Ottawa has had 21 years, since the Supreme Court of Canada’s Marshall decisions in late 1999, to negotiate moderate livelihood fishery agreements with First Nations. But here we are, in 2020, with no such deals having yet been struck with a number of Nova Scotia Mi’kmaw bands, including the Sipekne’katik.

No one should fault the Aboriginal side for being fed up with waiting and instead going ahead and setting up their own moderate livelihood fisheries management plans.

Commercial lobster fishers also have good reason to be fed up with Ottawa. They’re frustrated, they say, that longstanding complaints about illegal lobster catches and sales have largely gone unpunished by the Department of Fisheries and Oceans. The alleged culprits are unproven, though there are plenty of accusations.

When Sipekne’katik fishers started dropping lobster traps out of season in mid-September, the commercial side decided to take matters into their own hands.

Regardless of rationale, however, there’s simply no justification for vigilantism. The violence, threats and provocations — including reports of flares being shot at people, attempted boat rammings, trap lines being cut and wharfside physical altercations — must end before someone gets seriously hurt.

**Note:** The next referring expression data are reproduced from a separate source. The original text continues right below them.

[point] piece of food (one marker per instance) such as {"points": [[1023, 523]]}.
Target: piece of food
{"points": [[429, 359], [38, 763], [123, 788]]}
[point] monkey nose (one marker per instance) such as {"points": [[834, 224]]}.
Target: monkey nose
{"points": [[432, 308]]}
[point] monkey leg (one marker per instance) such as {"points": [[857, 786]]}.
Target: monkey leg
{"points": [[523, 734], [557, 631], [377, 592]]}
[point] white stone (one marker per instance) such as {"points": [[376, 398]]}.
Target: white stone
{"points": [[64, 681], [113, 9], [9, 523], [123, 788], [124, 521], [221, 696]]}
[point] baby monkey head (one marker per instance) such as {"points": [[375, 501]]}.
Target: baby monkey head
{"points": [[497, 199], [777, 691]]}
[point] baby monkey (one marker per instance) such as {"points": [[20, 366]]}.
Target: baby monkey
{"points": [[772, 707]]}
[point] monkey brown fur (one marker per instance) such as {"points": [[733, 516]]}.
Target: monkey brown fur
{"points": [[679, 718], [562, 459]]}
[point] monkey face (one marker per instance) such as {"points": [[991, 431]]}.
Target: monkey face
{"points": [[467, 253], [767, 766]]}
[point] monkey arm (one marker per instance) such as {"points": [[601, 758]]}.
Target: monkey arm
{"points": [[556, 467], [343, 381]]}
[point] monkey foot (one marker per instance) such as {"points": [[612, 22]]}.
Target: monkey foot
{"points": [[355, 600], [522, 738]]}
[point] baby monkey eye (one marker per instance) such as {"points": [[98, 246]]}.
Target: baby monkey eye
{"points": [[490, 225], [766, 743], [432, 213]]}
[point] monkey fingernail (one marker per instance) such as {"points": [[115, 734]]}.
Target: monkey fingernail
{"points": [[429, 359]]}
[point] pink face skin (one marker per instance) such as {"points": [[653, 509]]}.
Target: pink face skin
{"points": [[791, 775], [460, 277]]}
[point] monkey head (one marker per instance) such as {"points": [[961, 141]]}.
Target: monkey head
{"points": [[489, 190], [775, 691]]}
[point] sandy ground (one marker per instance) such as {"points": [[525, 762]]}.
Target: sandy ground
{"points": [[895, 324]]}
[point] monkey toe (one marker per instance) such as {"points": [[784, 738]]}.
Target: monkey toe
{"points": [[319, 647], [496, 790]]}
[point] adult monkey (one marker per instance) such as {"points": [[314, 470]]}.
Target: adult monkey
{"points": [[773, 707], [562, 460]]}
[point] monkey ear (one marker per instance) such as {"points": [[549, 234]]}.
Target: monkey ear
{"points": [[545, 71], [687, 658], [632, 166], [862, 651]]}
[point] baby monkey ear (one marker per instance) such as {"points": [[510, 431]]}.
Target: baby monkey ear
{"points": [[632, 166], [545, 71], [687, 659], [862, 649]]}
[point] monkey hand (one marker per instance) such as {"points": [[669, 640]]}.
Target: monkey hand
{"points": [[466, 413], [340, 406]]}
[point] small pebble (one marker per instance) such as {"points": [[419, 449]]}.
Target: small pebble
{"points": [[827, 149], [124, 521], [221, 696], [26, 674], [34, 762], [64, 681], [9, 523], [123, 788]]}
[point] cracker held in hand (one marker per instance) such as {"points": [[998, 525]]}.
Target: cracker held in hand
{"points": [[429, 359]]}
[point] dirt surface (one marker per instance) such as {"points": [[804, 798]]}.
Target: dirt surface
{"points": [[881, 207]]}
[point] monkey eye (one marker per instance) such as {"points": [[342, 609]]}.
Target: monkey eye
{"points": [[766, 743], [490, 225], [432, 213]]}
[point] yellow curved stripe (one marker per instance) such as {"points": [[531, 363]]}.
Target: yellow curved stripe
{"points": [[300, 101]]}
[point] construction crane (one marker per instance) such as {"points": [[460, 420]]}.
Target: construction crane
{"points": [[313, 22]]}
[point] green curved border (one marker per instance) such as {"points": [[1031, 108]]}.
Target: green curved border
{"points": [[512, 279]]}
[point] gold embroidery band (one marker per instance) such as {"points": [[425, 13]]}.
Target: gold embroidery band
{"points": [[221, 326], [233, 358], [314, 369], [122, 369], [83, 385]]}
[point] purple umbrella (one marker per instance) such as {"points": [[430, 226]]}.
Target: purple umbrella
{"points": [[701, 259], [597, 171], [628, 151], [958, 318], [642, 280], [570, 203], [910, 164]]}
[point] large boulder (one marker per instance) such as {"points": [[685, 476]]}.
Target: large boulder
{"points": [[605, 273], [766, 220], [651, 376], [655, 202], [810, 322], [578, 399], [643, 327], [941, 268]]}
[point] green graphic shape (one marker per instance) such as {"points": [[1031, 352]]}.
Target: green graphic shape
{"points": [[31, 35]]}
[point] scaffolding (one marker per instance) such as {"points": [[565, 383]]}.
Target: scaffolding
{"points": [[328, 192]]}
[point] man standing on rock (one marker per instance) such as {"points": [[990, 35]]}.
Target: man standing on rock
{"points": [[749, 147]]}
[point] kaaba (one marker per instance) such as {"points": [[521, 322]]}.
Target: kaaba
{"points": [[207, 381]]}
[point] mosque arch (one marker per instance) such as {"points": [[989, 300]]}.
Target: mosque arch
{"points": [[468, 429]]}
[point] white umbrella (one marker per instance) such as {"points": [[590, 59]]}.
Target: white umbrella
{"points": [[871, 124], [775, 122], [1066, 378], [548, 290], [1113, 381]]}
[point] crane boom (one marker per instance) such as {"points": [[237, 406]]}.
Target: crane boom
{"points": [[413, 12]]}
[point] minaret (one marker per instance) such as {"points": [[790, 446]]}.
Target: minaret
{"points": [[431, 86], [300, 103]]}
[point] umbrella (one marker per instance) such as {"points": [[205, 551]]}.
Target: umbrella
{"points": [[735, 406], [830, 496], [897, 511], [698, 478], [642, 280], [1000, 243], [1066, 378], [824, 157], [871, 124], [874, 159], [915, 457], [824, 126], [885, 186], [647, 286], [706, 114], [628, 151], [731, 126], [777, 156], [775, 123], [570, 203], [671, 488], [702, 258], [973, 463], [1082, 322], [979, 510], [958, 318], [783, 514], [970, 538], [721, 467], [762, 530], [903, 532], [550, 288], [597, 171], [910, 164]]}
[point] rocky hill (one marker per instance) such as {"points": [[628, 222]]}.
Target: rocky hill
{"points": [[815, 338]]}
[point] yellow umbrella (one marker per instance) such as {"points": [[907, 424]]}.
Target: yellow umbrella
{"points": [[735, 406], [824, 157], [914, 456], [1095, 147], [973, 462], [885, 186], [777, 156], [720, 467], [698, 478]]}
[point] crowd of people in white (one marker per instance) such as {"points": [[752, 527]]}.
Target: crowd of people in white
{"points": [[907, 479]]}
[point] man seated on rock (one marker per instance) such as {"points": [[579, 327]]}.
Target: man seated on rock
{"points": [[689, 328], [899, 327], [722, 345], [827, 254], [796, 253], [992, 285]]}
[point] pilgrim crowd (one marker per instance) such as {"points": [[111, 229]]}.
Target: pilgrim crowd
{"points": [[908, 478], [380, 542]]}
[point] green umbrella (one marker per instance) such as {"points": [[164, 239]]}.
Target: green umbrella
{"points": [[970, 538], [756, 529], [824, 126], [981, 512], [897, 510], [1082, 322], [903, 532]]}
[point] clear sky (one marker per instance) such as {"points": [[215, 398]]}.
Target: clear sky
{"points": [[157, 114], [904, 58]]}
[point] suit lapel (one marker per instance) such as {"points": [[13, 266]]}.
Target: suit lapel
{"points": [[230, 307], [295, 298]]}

The priority — besides ensuring everyone’s rights are being respected — should be conservation. No one wants to see the stock decimated. But it’s hard to take seriously that a Mi’kmaw moderate livelihood lobster fishery that permits a total of 350 traps in St. Marys Bay at this time of year is somehow a menace to sustainability, especially when there are more than 1,000 commercial lobster licences in the area, each allowed up to 400 traps when the season opens in November.

If a native band and DFO cannot come to an agreement about what a moderate livelihood fishery would look like, the issue may conceivably end up back in the courts. But the Supreme Court urged this issue be negotiated, not litigated.

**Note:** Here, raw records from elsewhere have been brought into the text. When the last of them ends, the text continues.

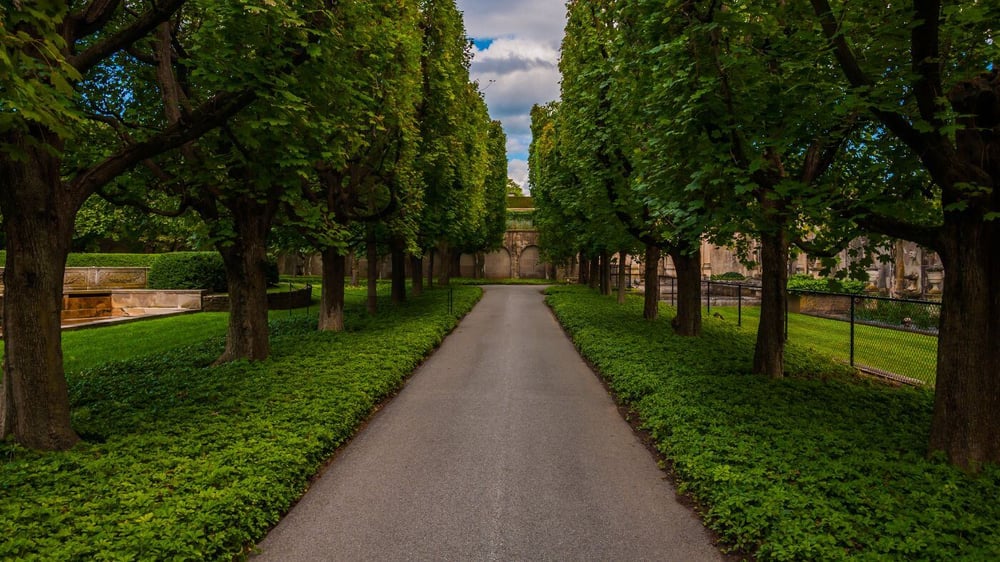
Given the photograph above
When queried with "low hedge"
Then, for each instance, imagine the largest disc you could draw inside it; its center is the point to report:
(184, 461)
(817, 466)
(188, 270)
(824, 284)
(102, 260)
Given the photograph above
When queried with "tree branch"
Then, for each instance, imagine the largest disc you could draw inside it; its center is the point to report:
(208, 116)
(146, 22)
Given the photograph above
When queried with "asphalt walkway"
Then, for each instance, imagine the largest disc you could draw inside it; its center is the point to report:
(503, 446)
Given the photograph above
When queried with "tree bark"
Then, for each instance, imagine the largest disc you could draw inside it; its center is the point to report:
(398, 270)
(245, 259)
(966, 422)
(444, 278)
(687, 322)
(621, 276)
(331, 309)
(38, 222)
(651, 280)
(769, 351)
(417, 275)
(355, 266)
(605, 269)
(372, 249)
(430, 268)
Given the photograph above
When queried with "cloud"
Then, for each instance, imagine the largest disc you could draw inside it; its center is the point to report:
(515, 60)
(517, 170)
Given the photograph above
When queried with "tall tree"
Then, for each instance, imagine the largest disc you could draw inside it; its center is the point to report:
(926, 71)
(53, 58)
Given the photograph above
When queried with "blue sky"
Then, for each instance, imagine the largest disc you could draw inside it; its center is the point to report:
(515, 60)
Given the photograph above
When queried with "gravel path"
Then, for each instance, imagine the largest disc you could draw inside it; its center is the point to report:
(503, 446)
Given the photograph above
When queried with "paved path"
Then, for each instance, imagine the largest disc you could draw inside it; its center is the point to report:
(503, 446)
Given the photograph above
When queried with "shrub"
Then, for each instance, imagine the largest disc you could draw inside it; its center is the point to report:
(825, 284)
(111, 260)
(188, 270)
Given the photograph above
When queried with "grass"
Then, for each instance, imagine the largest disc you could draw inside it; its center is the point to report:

Ottawa should quit dawdling until tensions blow the lid off of situations — creating dangerous conditions and setting back reconciliation efforts between Aboriginals and non-Aboriginals — and get serious about concluding moderate livelihood fisheries deals with First Nations groups that have shown commendable patience.

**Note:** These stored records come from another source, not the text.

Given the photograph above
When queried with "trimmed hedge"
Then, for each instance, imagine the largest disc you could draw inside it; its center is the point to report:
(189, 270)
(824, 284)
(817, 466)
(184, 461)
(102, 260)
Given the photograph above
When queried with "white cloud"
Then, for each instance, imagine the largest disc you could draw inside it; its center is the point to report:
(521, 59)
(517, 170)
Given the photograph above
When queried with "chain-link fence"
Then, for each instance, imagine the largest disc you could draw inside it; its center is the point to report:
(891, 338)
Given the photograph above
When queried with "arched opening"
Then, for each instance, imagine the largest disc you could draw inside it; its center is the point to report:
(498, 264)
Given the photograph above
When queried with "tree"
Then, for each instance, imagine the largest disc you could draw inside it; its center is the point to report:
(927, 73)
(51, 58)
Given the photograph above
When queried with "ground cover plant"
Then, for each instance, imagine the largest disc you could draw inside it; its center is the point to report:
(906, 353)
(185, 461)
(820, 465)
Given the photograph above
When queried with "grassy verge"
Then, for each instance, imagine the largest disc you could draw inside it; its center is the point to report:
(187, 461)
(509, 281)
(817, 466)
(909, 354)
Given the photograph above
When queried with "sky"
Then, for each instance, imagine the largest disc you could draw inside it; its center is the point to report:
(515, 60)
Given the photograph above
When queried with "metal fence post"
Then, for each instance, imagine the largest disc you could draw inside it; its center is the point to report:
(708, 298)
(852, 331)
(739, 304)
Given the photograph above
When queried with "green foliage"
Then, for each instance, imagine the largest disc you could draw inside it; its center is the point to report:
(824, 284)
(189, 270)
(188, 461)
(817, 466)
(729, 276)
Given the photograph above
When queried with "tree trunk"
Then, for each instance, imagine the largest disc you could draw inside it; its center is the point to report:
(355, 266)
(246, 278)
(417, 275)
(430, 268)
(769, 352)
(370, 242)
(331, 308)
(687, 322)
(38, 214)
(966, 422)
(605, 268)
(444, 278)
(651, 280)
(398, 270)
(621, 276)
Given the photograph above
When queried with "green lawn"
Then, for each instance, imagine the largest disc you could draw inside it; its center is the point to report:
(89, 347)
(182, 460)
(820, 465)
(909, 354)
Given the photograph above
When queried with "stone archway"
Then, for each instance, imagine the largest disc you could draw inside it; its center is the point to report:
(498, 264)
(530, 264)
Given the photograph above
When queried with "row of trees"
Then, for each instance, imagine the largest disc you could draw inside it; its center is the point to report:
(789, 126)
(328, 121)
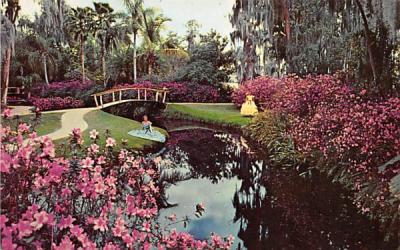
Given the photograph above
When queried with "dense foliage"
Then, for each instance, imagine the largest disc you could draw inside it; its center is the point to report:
(357, 37)
(54, 103)
(182, 92)
(346, 133)
(95, 44)
(97, 198)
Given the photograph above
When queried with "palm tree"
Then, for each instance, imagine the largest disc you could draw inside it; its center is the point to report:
(153, 23)
(43, 54)
(105, 31)
(135, 7)
(80, 24)
(8, 20)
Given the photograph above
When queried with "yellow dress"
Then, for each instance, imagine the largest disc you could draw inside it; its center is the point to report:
(249, 108)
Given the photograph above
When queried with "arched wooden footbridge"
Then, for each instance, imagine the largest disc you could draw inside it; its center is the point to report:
(136, 94)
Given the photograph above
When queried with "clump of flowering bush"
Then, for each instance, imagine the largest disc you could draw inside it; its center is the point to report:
(54, 103)
(65, 88)
(96, 198)
(346, 133)
(262, 88)
(182, 92)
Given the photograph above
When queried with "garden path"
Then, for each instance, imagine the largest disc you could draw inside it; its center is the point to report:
(72, 118)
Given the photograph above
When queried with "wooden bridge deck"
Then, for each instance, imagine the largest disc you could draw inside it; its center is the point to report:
(141, 94)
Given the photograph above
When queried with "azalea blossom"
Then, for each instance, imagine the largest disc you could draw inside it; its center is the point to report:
(87, 162)
(110, 142)
(93, 134)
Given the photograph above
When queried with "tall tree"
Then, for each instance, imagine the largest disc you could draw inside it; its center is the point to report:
(42, 53)
(12, 9)
(51, 21)
(105, 32)
(135, 8)
(192, 31)
(153, 24)
(80, 24)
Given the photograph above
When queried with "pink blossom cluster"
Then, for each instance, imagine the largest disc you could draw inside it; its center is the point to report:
(181, 92)
(95, 198)
(262, 88)
(347, 132)
(54, 103)
(65, 88)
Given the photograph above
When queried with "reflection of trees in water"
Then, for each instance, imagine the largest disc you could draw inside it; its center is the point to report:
(205, 154)
(275, 208)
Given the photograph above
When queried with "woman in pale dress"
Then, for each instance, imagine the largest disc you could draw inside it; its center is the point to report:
(249, 108)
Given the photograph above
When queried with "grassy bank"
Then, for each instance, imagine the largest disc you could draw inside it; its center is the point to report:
(221, 114)
(118, 128)
(48, 122)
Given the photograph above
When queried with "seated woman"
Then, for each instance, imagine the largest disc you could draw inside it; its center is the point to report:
(249, 108)
(146, 124)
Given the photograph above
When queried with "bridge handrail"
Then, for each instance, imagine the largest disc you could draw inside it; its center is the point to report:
(129, 88)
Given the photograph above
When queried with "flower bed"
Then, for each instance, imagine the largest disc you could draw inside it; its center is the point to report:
(181, 92)
(96, 198)
(72, 88)
(348, 134)
(55, 103)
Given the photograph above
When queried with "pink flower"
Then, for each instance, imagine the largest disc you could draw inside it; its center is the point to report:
(94, 148)
(100, 187)
(24, 228)
(172, 217)
(110, 142)
(5, 162)
(7, 113)
(101, 160)
(66, 222)
(87, 163)
(66, 244)
(93, 134)
(100, 224)
(23, 128)
(146, 226)
(41, 218)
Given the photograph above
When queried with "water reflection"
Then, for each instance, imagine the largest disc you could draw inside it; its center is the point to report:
(263, 207)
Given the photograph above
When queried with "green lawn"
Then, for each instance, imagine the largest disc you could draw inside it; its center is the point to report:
(48, 122)
(118, 127)
(218, 113)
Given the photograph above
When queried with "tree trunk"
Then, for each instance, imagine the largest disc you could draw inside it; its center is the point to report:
(82, 61)
(5, 76)
(150, 70)
(134, 58)
(286, 17)
(367, 33)
(103, 62)
(46, 78)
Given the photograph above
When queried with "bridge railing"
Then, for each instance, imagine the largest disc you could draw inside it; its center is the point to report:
(142, 94)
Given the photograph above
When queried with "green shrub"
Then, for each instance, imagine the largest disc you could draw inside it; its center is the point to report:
(268, 129)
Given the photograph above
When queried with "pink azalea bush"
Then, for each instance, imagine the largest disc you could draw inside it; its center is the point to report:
(65, 88)
(345, 133)
(54, 103)
(181, 92)
(96, 198)
(262, 88)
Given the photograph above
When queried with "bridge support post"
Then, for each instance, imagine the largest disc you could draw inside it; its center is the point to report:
(95, 100)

That includes disputes in other parts of Atlantic Canada.

The federal government should also listen to commercial fishers and beef up enforcement of illegal fishing activity occurring outside regulated seasons or specific deals with native bands.

Everyone needs to accept that the Mi’kmaq have treaty rights to a moderate livelihood fishery, and it’s the business of DFO and native bands — and no one else — to define what that looks like. With conservation explicitly the lodestar for both sides, we should all be able to live with the results.